Lunedì 3 Ottobre la Corte Suprema di Islamabad si riunirà per vagliare il caso di asia bibi, la donna pakistana di confessione cattolica condannata alla pena capitale per blasfemia nel 2010. A distanza dei sei anni trascorsi dietro le sbarre si apre uno spiraglio per la donna, per la cui salvezza molti governi e organizzazioni di tutto il mondo negli anni scorsi hanno esercitato pressione sul governo pakistano. Alla vigilia dell'udienza la figlia della donna rivolge un appello a Papa Francesco: "preghi per mia madre e sarà liberata". Ma anche se nell'ambiente c'è un certo ottimismo, la Corte Suprema potrebbe decidere di confermare il verdetto di condanna a morte, come vorrebbero gli islamici più radicali.
La blasfemia in Pakistan è punita con la morte
In Pakistan l'Islam è riconosciuto come religione di Stato, e la legge punisce la blasfemia con la pena di morte. Asia Bibi sarebbe probabilmente stata giustiziata da tempo, se le organizzazioni umanitarie non fossero riuscite ad accendere i riflettori internazionali sul suo caso. La donna è diventata una icona delle persecuzioni in Pakistan dove le autorità sono in mezzo a due fuochi: le pressioni internazionali per la sua liberazione e quelle della parte più fondamentalista dell'opinione pubblica, che invoca il "rispetto della legge" e quindi l'esecuzione di Asia Bibi.
La storia di Asia Bibi
L'episodio che ha portato alla condanna a morte di Asia Bibi risale al Giugno 2009, quando la donna lavorava come bracciante agricola.Ebbe una lite con alcune colleghe di lavoro di religione musulmana, che alcuni giorni dopo la denunciarono dichiarando che durante il diverbio Asia Bibi avrebbe insultato Maometto.
Essendo la versione confermata da più persone, le autorità arrestarono la donna, che fu persino picchiata e stuprata.
Asia Bibi si è sempre dichiarata innocente, ed in Pakistan non è infrequente che l'accusa di Blasfemia, confermata da testimoni, sia utilizzata come mezzo di ritorsione a seguito di liti personali. Tuttavia secondo un giudice pakistano che si è espresso un anno dopo l'arresto, la possibilità che la donna sia stata accusata ingiustamente sarebbe da escludere.
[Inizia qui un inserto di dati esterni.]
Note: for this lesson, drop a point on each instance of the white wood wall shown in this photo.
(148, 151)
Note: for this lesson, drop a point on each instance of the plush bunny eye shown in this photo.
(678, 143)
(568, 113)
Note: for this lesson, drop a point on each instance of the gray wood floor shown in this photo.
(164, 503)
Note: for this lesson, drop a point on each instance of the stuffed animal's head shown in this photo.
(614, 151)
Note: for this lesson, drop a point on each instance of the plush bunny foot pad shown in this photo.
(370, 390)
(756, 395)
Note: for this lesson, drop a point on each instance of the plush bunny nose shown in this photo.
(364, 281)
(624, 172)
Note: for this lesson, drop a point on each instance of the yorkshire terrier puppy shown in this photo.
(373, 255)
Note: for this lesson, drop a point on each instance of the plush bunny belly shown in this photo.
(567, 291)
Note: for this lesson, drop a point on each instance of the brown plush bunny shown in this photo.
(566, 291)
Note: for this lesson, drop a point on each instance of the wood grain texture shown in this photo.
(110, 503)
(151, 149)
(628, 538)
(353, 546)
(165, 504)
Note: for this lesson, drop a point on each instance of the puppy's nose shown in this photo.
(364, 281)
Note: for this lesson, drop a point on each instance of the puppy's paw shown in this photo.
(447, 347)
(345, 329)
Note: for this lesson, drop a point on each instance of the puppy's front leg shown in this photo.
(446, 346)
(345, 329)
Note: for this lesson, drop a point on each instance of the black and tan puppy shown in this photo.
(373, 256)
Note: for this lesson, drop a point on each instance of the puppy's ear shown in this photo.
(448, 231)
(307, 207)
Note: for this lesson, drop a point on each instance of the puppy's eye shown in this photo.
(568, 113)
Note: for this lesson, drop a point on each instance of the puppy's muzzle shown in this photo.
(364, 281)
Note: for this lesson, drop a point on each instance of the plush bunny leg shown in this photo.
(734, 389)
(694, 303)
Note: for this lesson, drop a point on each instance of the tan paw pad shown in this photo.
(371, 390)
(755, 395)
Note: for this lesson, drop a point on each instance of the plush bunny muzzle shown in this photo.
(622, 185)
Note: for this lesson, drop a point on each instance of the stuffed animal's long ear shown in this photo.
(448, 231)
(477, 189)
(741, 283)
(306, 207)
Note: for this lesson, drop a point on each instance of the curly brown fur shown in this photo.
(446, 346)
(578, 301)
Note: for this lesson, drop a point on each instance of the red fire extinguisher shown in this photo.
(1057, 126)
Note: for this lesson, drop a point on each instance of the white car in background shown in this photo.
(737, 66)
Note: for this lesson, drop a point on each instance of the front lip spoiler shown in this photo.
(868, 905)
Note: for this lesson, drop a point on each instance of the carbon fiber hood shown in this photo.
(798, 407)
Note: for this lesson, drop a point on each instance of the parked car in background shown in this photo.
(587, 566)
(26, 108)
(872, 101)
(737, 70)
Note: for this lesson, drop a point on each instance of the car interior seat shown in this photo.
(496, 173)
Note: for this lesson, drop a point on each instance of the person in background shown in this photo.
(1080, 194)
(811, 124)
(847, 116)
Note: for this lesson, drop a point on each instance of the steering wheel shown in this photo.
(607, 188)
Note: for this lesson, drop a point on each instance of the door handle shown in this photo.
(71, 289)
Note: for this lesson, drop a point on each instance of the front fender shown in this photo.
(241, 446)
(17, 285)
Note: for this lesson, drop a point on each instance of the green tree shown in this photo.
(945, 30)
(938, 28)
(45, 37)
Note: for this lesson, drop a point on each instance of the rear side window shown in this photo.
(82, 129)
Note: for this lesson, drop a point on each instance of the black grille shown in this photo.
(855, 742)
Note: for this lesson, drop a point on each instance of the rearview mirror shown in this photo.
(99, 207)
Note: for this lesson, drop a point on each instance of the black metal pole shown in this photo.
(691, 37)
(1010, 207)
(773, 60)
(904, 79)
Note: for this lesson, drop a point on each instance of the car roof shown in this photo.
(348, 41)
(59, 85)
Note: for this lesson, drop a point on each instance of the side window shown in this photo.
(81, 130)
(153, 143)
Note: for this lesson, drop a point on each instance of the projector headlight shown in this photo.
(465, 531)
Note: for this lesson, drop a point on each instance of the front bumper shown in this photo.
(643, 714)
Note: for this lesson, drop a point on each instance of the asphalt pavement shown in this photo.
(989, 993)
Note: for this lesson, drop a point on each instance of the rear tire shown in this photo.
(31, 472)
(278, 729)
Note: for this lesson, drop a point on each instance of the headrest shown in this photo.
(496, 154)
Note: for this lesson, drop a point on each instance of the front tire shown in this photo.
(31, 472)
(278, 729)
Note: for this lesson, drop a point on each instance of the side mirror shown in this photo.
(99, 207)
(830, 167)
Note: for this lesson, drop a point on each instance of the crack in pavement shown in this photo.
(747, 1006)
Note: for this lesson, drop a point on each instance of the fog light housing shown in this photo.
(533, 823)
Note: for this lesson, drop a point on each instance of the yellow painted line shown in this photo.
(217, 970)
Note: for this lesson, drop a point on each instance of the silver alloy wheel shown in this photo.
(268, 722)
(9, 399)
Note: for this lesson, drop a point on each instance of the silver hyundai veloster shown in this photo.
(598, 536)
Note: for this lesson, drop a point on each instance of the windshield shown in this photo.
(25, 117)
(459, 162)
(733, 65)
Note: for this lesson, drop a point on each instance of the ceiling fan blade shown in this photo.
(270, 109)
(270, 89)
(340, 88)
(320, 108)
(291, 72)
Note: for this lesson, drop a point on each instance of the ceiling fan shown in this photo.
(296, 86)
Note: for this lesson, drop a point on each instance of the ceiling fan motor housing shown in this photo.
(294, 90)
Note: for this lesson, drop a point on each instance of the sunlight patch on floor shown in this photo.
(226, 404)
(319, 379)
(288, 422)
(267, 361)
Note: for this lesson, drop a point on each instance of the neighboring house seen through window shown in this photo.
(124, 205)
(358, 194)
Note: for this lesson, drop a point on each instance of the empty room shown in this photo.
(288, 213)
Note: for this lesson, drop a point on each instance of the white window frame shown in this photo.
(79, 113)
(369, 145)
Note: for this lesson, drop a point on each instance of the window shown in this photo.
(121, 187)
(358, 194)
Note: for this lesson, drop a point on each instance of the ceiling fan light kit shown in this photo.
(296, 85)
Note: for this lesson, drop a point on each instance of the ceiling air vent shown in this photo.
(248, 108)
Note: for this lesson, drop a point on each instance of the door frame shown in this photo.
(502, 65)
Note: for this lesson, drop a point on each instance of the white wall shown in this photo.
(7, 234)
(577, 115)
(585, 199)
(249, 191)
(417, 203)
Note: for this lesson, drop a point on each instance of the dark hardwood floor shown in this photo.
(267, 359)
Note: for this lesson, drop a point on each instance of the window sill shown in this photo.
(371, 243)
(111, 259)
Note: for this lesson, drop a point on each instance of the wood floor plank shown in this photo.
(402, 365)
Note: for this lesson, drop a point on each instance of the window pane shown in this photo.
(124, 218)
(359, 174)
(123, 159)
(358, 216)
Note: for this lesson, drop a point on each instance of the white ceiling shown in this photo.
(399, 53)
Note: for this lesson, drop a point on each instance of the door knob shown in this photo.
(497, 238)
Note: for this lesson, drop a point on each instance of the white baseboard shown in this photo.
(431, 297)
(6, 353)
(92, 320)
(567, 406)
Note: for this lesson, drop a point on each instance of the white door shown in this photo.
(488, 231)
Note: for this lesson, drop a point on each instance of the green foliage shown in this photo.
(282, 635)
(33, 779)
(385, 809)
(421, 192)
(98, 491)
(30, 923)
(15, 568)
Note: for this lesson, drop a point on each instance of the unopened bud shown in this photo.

Nel 2011 una Ong che sostiene la liberazione di Asia Bibi fece visita alla donna in carcere, constatando le precarie condizioni igieniche in cui era costretta a vivere e rilevando come la donna fossemolto provata fisicamente e psicologicamente. Ma non c'è stato niente da fare, le autorità pakistane fino ad oggi non hanno voluto saperne di liberarla. Speriamo che domani sia la volta buona.